In the background, panic was evident after the closing of banks due to the ECB’s decision to terminate bank liquidity though the ELA (Emergency Liquidity Assistance). On top of this, national and international pressure started lingering over Greece from people who promoted the European institutions’ proposal. During this promotion, the major Greek private channels were reprehended as fear-inducing and propagandistic.
In spite of the pressure, Greeks decided to vote against the proposed measures with the hope that Greece will stay in the Eurozone with more favorable terms and will be able to chase after a better future.
The results of Sunday’s referendum are depicted below.
Initial Reactions After Referendum
Rapid political reactions occurred immediately after the referendum. The Greek Prime Minister Alexis Tsipras hailed the decision of Greek people, while the Finance Minister Yanis Varoufakis supported that Greece sent back the European institutions’ ultimatum and called for an agreement that will benefit Europe in its totality. On the other hand, former Prime Minister and leader of Nea Dimokratia Antonis Samaras decided to resign from leadership.
Within the country, people celebrate for the dominance of “NO” and remain optimistic for the future of Greece in Europe.
Outside Greece, Martin Schulz, a German politician and current President of the European Parliament respects the “NO” decision but denounces Greek Prime Minister’s proclamations about negotiations and says that Greece should respect the opinion of the other countries in the Eurogroup as well.
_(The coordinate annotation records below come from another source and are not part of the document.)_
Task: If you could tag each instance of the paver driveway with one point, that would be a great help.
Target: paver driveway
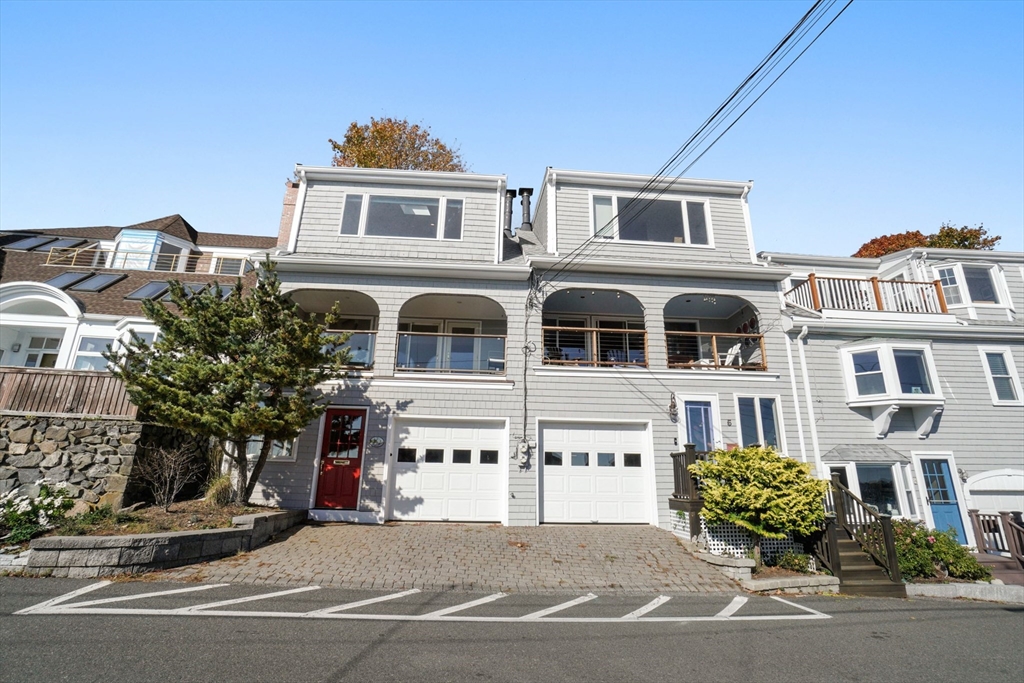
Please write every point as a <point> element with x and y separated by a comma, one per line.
<point>471,557</point>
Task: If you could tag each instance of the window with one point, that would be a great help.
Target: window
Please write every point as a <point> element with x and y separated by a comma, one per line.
<point>68,279</point>
<point>280,451</point>
<point>878,487</point>
<point>42,352</point>
<point>884,372</point>
<point>148,291</point>
<point>412,217</point>
<point>90,350</point>
<point>758,421</point>
<point>228,266</point>
<point>964,285</point>
<point>96,283</point>
<point>1000,373</point>
<point>663,220</point>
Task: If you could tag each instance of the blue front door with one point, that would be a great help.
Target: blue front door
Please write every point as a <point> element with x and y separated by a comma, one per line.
<point>942,497</point>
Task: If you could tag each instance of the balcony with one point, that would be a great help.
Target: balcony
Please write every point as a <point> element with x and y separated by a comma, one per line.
<point>594,347</point>
<point>898,296</point>
<point>451,353</point>
<point>93,257</point>
<point>716,350</point>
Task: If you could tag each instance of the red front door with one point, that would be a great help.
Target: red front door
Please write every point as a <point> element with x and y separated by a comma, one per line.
<point>341,459</point>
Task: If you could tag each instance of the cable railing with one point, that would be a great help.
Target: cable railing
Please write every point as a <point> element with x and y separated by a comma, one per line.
<point>900,296</point>
<point>450,353</point>
<point>705,350</point>
<point>594,347</point>
<point>93,257</point>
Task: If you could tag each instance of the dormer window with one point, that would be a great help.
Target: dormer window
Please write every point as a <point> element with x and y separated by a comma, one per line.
<point>660,220</point>
<point>410,217</point>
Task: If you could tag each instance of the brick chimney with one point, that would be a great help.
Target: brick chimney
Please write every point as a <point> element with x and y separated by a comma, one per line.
<point>287,214</point>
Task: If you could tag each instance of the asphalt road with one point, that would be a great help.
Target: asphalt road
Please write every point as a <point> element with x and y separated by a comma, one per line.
<point>761,640</point>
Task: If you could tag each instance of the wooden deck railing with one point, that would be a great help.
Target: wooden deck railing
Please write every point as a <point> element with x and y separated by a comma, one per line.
<point>66,392</point>
<point>899,296</point>
<point>1000,534</point>
<point>594,347</point>
<point>870,528</point>
<point>715,350</point>
<point>93,257</point>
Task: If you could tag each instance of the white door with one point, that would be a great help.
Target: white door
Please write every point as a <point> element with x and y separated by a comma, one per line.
<point>448,470</point>
<point>595,473</point>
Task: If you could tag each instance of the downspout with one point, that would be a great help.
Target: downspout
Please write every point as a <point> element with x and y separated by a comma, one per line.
<point>796,397</point>
<point>810,402</point>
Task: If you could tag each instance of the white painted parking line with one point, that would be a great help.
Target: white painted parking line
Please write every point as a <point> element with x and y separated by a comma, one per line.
<point>65,598</point>
<point>653,604</point>
<point>558,608</point>
<point>123,598</point>
<point>251,598</point>
<point>361,603</point>
<point>57,606</point>
<point>733,606</point>
<point>465,605</point>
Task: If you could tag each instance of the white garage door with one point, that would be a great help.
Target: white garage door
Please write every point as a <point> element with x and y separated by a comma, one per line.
<point>595,473</point>
<point>448,470</point>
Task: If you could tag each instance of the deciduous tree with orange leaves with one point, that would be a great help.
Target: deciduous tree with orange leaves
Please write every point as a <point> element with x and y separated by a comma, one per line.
<point>394,143</point>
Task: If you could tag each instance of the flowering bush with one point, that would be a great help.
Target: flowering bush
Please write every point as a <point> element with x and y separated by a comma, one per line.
<point>23,517</point>
<point>925,553</point>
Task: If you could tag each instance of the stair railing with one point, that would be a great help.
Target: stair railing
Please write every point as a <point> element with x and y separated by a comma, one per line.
<point>870,528</point>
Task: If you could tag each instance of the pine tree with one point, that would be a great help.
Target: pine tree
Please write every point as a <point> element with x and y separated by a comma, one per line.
<point>232,368</point>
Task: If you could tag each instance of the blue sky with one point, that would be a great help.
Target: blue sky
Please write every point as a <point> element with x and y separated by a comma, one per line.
<point>903,116</point>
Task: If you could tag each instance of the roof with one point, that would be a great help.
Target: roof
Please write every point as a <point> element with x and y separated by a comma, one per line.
<point>242,241</point>
<point>875,453</point>
<point>174,225</point>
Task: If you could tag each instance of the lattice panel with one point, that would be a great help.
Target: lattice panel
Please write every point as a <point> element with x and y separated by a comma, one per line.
<point>733,541</point>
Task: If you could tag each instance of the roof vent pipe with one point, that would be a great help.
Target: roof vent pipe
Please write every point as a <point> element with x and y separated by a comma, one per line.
<point>525,194</point>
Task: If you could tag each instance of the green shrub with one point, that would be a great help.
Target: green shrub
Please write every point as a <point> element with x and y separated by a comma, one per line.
<point>220,492</point>
<point>925,553</point>
<point>23,517</point>
<point>792,561</point>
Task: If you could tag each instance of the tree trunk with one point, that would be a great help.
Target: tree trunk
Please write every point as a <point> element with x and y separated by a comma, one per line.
<point>264,453</point>
<point>242,462</point>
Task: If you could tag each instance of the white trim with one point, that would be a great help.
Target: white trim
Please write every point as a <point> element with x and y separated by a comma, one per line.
<point>716,417</point>
<point>1015,379</point>
<point>632,373</point>
<point>926,509</point>
<point>300,201</point>
<point>779,419</point>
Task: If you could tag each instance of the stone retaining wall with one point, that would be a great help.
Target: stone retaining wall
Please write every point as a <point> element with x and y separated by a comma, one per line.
<point>90,556</point>
<point>93,457</point>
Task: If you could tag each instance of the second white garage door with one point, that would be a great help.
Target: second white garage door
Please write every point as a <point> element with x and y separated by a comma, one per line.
<point>595,473</point>
<point>448,470</point>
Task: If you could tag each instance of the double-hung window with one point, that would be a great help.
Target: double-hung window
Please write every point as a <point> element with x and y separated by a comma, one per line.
<point>395,216</point>
<point>759,422</point>
<point>663,220</point>
<point>971,285</point>
<point>1000,374</point>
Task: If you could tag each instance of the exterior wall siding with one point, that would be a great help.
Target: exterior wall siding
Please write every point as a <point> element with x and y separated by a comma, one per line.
<point>320,226</point>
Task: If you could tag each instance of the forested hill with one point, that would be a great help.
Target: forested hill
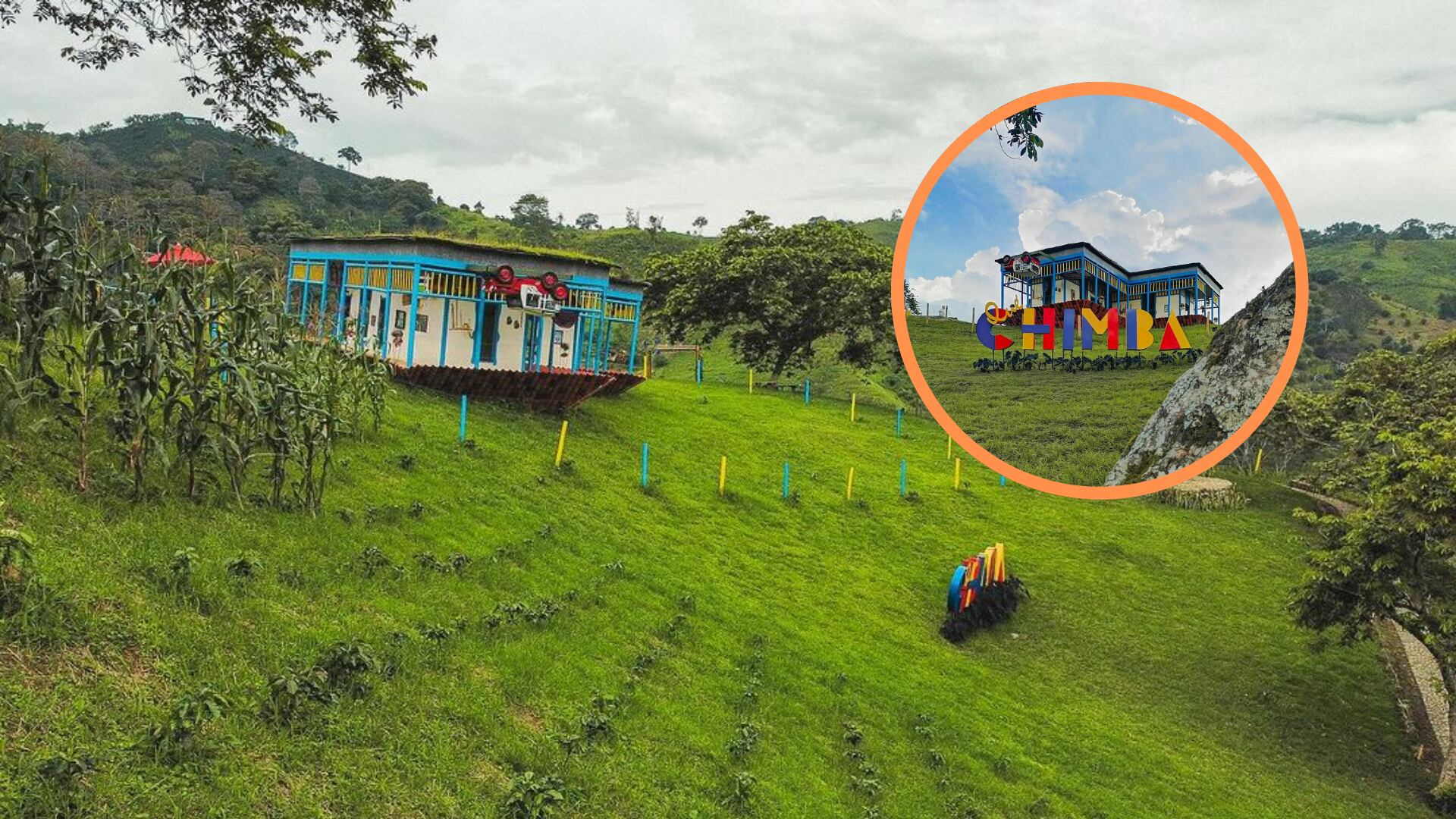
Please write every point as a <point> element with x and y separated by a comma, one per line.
<point>1375,293</point>
<point>197,183</point>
In addition, the Eurogroup President Jeroen Dijsselbloem does not seem content with the decision of Greek voters. In his statement, he supports,
“I take note of the outcome of the Greek referendum. This result is very regrettable for the future of Greece. For recovery of the Greek economy, difficult measures and reforms are inevitable. We will now wait for the initiatives of the Greek authorities. The Eurogroup will discuss the state of play on Tuesday 7 July.”
Future
Global community has supported Greece with protests throughout the whole crisis, but it seems that national European governments do not share the same views with their people. Consequently, the future of Greece is uncertain at this point. A combination of mutual retreat in the negotiations and fierce political will from both ends could be the proper recipe for a successful cooperation between Greece and Europe. The lack of these could prove catastrophic for both sides and could negatively affect the rest of the world.
In any case, the “NO” decision could give the Greek government an additional bargaining chip in the negotiations and boost Greek hopes for a better future.
As Stiglitz supported before the referendum.
“A no vote would at least open the possibility that Greece, with its strong democratic tradition, might grasp its destiny in its own hands. Greeks might gain the opportunity to shape a future that, though perhaps not as prosperous as the past, is far more hopeful than the unconscionable torture of the present.”